Mautoa sussultò e tese l'orecchio, incredulo. Sentendo quella voce, dall'eco trasformata, gli si accese la speranza che lei fosse ritornata. Il suo cuore sobbalzò. Per un attimo restò in silenzio, ma poi gridò forte: "Vieni!". Il suo grido di gioia si elevò alto nel cielo, come il suo boomerang. E come il suo boomerang, tornò indietro. "Vieni!", sentì dire. Per ore continuò a parlarle, a raccontarle la sua solitudine e le sue giornate, e lei sembrava ascoltare, e capire. Per la prima volta, solo non era più.
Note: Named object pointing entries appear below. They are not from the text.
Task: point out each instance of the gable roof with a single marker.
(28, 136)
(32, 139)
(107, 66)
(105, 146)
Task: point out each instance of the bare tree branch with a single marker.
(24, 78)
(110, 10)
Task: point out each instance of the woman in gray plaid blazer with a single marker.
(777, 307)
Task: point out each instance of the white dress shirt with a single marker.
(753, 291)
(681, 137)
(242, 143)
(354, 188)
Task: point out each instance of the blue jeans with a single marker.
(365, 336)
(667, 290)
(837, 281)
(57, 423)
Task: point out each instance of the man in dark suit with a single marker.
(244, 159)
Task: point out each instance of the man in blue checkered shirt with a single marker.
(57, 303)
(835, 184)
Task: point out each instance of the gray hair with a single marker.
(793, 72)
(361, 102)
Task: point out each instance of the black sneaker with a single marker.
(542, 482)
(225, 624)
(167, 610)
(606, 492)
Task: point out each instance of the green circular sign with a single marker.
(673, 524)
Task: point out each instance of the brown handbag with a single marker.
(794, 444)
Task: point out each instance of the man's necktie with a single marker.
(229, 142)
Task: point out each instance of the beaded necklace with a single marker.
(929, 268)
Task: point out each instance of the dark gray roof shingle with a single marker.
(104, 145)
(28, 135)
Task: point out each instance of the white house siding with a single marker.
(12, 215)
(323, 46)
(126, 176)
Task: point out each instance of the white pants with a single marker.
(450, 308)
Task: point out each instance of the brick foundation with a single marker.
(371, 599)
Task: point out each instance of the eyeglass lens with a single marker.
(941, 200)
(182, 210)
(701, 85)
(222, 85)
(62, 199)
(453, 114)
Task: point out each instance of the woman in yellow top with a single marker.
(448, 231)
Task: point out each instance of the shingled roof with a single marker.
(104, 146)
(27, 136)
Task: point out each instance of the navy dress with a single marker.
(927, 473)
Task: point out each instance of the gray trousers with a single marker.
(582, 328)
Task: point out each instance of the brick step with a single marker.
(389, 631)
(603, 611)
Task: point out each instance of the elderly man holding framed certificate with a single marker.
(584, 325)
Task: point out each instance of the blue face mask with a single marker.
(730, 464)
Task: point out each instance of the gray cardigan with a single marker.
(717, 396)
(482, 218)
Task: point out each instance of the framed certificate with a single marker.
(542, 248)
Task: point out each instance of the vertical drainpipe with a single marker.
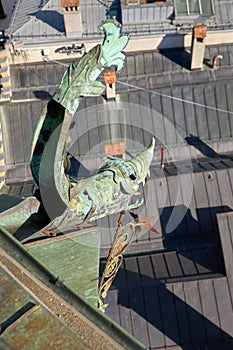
(72, 18)
(110, 81)
(198, 46)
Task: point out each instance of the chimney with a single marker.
(72, 17)
(110, 81)
(198, 46)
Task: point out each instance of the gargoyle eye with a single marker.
(132, 177)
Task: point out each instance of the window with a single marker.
(194, 8)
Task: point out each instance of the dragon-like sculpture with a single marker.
(115, 185)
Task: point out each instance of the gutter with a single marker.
(106, 326)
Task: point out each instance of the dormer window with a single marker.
(194, 8)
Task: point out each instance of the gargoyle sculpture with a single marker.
(112, 188)
(115, 186)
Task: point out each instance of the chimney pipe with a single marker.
(72, 17)
(198, 46)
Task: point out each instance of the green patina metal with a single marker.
(113, 189)
(67, 259)
(25, 324)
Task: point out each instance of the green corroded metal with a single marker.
(75, 261)
(114, 188)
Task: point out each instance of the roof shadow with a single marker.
(178, 54)
(202, 147)
(161, 316)
(167, 315)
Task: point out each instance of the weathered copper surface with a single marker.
(24, 323)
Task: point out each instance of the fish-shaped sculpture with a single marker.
(113, 189)
(115, 186)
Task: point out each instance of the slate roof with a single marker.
(175, 288)
(43, 19)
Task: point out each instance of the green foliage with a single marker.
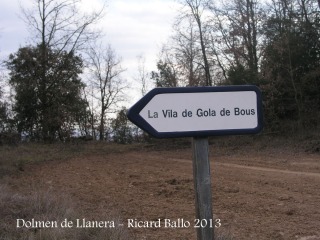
(47, 87)
(291, 66)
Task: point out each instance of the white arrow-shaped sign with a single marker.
(199, 111)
Più e più volte tornò su quella cima, la più alta del Kata Tjuta, con la luna o con la pioggia, d'estate o d'inverno. E parlava. Ogni notte, mille notti dal monte la chiamò. Le chiedeva di tornare, di restituirgli quel dolce suo abbraccio che ormai poteva soltanto ricordare. E lei rispondeva, ma non tornava. E Mautoa s'innervosiva. Perché non tornava da lui? Era forse diventata un angelo che lo graziava della sua voce, ma null'altro? Era uno scherzo della natura? Mautoa non poteva crederci, e ben presto arrivò al punto in cui di lei solo la voce non gli bastava più. Voleva baciarla ancora. Voleva abbracciarla ancora. Voleva amarla ancora.

Per la prima volta nella sua vita, Matuoa lasciò il Kata Tjuta. Lasciò la sua vita. Lasciò il boomerang di suo padre. La cercò lontano, nel deserto infinito. Camminò per chissà quanti chilometri. Di giorno attraversava le dune e di notte la chiamava. Ma non era più sulla vetta del Kata Tjuta. L'eco non poteva sentirlo laggiù. Scese fino al mare e si costruì una zattera. Era disposto ad attraversare il grande mare blu pur di rincontrarla, sfidando il suo ineluttabile destino, remando nelle braccia della morte. E di notte la chiamava. Ancora. Ma l'eco senza cuore non gli rispose mai più.